As the Prince of Asturias, Charles IV was a frequent visitor to the pier pavilions built by Ferdinand VI and grew up playing in the Prince’s Garden. When he became King, he decided to build a new country house at the far end of these gardens, known as the Casa del Labrador (the labourer"s house) due to its modest exterior that was designed to heavily contrast the magnificent internal decor. It was built by chief architect Juan de Villanueva and his pupil Isidro González Velázquez, who designed some of the interior spaces. These rooms, developed in various stages until 1808, are the greatest example of the lavish interior decor favoured by this monarch in his palaces and country retreats. Highlights at this Site include the combination of different types of art and the luxurious textiles, in particular the silks from Lyon, as well as wealth of original works on the main floor, where Ferdinand VII added various paintings and landscapes by Brambilla.

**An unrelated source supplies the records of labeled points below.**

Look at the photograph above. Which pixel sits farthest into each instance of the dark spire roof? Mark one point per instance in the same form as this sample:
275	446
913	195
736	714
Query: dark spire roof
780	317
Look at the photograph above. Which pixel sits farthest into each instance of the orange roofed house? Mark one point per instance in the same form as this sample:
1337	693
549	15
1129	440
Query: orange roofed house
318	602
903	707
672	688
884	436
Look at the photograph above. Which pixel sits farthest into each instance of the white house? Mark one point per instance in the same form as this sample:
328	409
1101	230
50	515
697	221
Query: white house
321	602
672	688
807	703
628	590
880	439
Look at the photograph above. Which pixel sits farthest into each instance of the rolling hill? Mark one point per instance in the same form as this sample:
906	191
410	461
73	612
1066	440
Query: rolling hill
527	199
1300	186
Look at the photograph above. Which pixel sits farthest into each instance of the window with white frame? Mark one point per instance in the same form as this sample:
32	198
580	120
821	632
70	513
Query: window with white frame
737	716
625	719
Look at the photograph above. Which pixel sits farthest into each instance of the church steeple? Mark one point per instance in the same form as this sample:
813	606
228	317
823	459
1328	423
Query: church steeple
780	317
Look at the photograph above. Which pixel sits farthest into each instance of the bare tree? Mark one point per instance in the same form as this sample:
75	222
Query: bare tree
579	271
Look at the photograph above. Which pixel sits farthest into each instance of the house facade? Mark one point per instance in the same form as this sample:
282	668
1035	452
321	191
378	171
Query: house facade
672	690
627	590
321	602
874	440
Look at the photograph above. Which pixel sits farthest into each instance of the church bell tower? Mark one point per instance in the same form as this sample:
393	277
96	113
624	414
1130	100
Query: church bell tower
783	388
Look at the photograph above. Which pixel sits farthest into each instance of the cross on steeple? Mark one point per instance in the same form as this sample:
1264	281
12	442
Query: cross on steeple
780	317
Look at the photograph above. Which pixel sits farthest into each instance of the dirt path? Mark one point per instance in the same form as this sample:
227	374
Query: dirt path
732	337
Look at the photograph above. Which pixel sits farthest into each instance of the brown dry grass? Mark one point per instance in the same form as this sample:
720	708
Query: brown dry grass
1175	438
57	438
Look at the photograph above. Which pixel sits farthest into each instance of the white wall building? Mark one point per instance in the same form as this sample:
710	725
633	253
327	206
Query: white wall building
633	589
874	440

Phillip II, a great lover of gardens, paid special attention to this feature of the Aranjuez Palace: during his reign, he maintained both the Island Garden, designed by the architect Juan Bautista de Toledo, and the King"s Garden, immediately adjacent to the Palace and whose current layout was designed by Philip IV. The majority of the fountains on this island were commissioned by Phillip IV, while the Bourbons added other features such as the Charles III benches.
Phillip V made two French-style additions to the existing gardens: the Parterre Garden in front of the palace and the extension at the far end of the Island Garden, known as the Little Island, where he installed the Tritons Fountain that was later moved to the Campo del Moro park by Isabella II.
The Prince"s Garden owes its name and creation to the son and heir of Charles III who, in the 1770s, began to use Ferdinand VI"s old pier for his own enjoyment. He also created a landscaped garden in the Anglo-French style that was in fashion at the time and which was directly influenced by Marie Antoinette"s gardens at the Petit Trianon. Both Juan de Villanueva and Pablo Boutelou collaborated in the design of this garden.